The firm also noted that oil production from Dialog's upstream assets is expected to stay consistent, underpinned by ongoing field development efforts, including an active drilling programme.
"Additionally, Dialog will begin operations of the 24,000 cubic metres (cbm) Langsat 3 sustainable aviation fuel storage in the second half (2H) of FY25 at a premium rate, owing to its environmental credentials.
"We anticipate further improvement in its downstream earnings, particularly as the construction of the 150,000 cbm Langsat 3 expansion progresses to an advanced stage," it said in a note.
CIMB said currently, the downstream segment is supported by operations in Malaysia, with the earnings before interest, taxes, depreciation, and amortisation (EBITDA) margin improving to 30.5 per cent, compared with 25 per cent in 1QFY24.
"This aligns with Dialog's guidance on improving downstream profit margins from FY25, particularly in Malaysia, as all loss-making legacy engineering, procurement, construction, and commissioning (EPCC) projects were completed in 4QFY24.
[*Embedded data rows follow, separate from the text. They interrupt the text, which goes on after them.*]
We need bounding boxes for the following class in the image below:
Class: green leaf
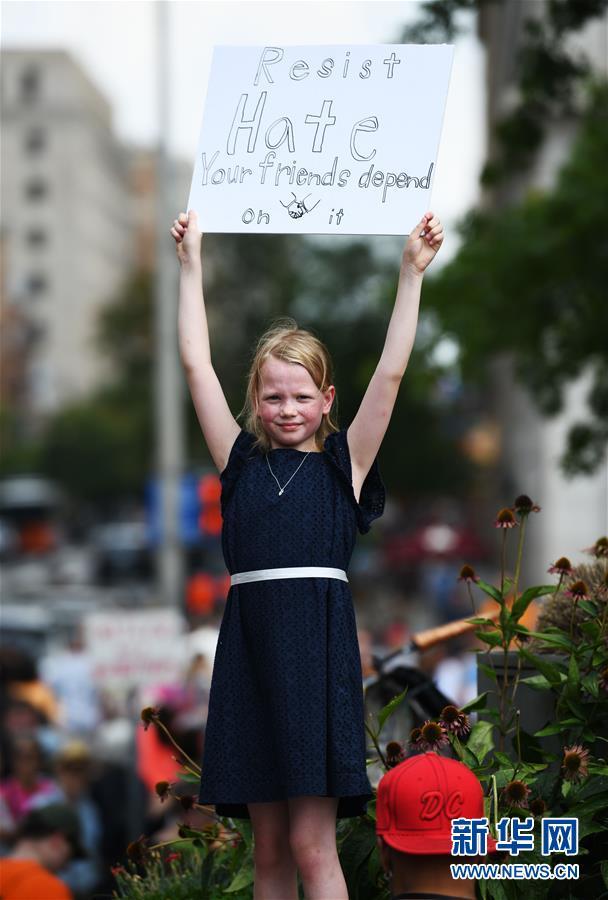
[534,719,581,737]
[494,750,514,769]
[466,722,494,763]
[477,578,504,605]
[568,653,581,688]
[460,691,489,713]
[581,672,599,698]
[530,631,574,650]
[477,662,498,681]
[178,772,201,784]
[511,584,555,621]
[520,649,562,685]
[378,688,408,734]
[475,631,502,647]
[519,675,552,691]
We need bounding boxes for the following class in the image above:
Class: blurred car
[91,520,154,584]
[0,519,19,560]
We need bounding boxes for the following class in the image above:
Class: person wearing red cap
[376,753,496,900]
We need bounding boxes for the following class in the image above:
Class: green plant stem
[154,716,201,776]
[467,581,475,615]
[365,722,388,771]
[570,597,578,643]
[511,645,522,721]
[513,513,528,601]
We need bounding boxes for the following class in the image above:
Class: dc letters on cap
[187,44,453,234]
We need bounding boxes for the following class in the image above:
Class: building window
[21,66,40,101]
[25,228,49,248]
[25,128,46,154]
[25,272,48,297]
[25,178,48,200]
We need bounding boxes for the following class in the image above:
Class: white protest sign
[84,609,187,689]
[187,44,453,234]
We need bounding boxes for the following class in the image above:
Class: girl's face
[256,356,336,450]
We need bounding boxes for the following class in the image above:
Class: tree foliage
[425,87,608,473]
[405,0,608,475]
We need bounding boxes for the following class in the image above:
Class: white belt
[230,566,348,585]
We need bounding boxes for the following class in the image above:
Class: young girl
[171,212,443,900]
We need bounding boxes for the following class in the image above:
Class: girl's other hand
[171,209,202,266]
[403,212,443,274]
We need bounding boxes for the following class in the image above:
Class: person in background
[0,734,57,825]
[376,753,496,900]
[34,740,103,898]
[0,804,86,900]
[40,630,102,737]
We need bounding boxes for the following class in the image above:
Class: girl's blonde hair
[239,317,338,452]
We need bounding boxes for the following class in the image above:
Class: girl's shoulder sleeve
[323,428,386,534]
[220,431,256,512]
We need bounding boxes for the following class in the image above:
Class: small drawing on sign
[279,191,321,219]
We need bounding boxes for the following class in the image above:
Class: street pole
[153,0,184,610]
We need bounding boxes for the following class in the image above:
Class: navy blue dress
[198,429,384,819]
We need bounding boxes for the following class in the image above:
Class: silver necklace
[266,450,312,497]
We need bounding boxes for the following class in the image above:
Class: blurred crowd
[0,524,490,900]
[0,637,211,900]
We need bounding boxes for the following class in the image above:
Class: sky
[0,0,485,253]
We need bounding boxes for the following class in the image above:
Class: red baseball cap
[376,753,496,855]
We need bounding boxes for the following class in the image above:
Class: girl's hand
[171,209,202,266]
[403,212,443,274]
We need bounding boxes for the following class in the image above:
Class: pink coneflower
[494,506,518,528]
[562,744,589,782]
[514,494,540,516]
[141,706,160,731]
[439,705,471,738]
[458,565,479,584]
[547,556,572,578]
[564,581,589,602]
[583,537,608,559]
[410,728,422,750]
[502,781,530,809]
[386,741,405,769]
[418,719,449,752]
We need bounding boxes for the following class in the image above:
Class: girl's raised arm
[347,212,443,497]
[171,211,241,472]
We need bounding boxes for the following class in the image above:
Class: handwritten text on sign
[188,44,453,234]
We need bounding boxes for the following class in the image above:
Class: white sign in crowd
[187,44,453,234]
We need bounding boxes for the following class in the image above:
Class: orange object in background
[198,475,222,534]
[135,712,181,794]
[19,522,57,553]
[186,572,230,616]
[186,572,216,616]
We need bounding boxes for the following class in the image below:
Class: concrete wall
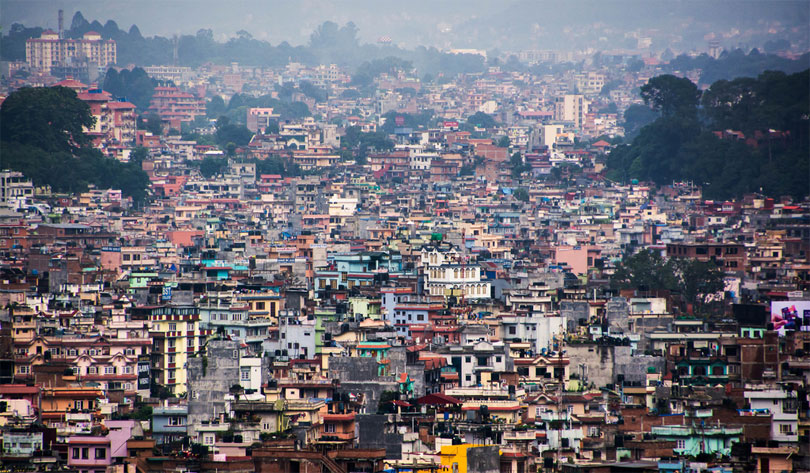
[565,344,615,388]
[188,340,239,441]
[467,445,501,473]
[355,414,402,460]
[329,357,404,413]
[560,301,590,332]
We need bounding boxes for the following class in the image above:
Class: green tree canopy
[0,87,95,152]
[641,74,701,116]
[0,87,149,200]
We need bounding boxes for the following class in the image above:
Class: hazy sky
[0,0,810,49]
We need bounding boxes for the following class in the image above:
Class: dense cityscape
[0,2,810,473]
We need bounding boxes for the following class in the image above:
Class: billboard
[771,301,810,335]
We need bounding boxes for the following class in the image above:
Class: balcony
[503,429,537,442]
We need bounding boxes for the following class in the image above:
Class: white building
[745,386,799,443]
[0,170,34,209]
[554,94,591,129]
[25,30,117,73]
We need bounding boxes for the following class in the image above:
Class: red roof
[0,384,39,394]
[416,393,461,405]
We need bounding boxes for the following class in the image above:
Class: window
[779,424,793,435]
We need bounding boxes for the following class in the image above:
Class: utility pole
[557,333,568,471]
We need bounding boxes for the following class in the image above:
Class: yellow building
[144,306,212,395]
[25,30,117,73]
[439,443,492,473]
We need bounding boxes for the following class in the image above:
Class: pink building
[68,436,112,473]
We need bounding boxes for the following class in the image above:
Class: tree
[138,112,163,136]
[607,70,810,199]
[0,87,95,152]
[676,258,725,309]
[205,95,225,118]
[103,67,156,111]
[641,74,701,116]
[129,146,149,166]
[623,104,661,140]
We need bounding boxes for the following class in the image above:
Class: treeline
[0,87,149,201]
[607,70,810,199]
[0,12,486,77]
[664,48,810,85]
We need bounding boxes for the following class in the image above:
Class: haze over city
[0,0,810,50]
[0,0,810,473]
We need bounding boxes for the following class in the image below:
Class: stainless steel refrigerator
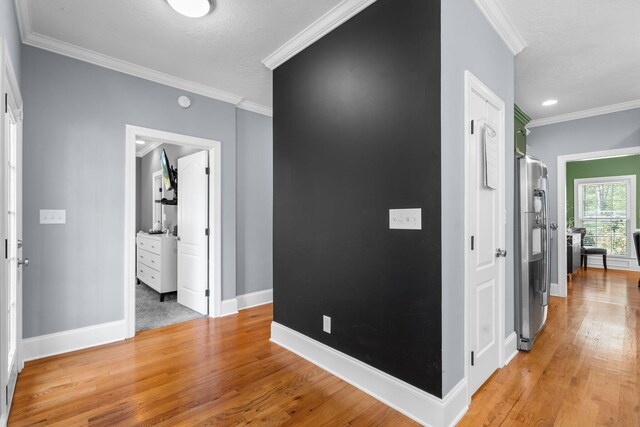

"Additionally, Dialog's master service agreement with Petronas for plant turnaround and daily maintenance is expected to support downstream earnings owing to the revised rates," it noted.
CIMB has maintained a "Buy" call on Dialog with an unchanged target price (TP) of RM3.00.
Public Investment Bank Bhd (PublicInvest) had previously reduced Dialog's FY25-27 earnings forecast by an average of 9.6 per cent to reflect the downside risk of lower independent terminal rates and oil price assumptions for its upstream segment.
This was despite improvements in its downstream segment following the completion of its legacy contracts.
"We believe the group's independent terminal will be negatively impacted when the existing short-term contracts expire, as the current backwardation oil price curve translates excess supply into future contracts, thus reducing benefits of oil storage.
"Its upstream segment would be adversely affected by lower oil prices. As for downstream, Petronas capex prioritisation undertakings may delay some EPCC and maintenance works," it said.
The firm has maintained a "Neutral" call on Dialog with a TP of RM2.12.
RHB Investment Bank Bhd (RHB Research) has maintained its earnings estimates for Dialog, with a "Buy" call and a TP of RM3.09.
The firm said Dialog's downstream segment is expected to improve, with new plant maintenance projects factoring in new rates, potential contributions from the Morimatsu Dialog fabrication plant in Pengerang (expected to be completed by 3QFY25), and gradual margin improvement.
RHB Research also noted that Dialog is actively exploring new markets and engaging potential food and beverage (F&B) customers for its joint venture (JV) food-grade recycled polyethylene terephthalate pellets (PET) plant.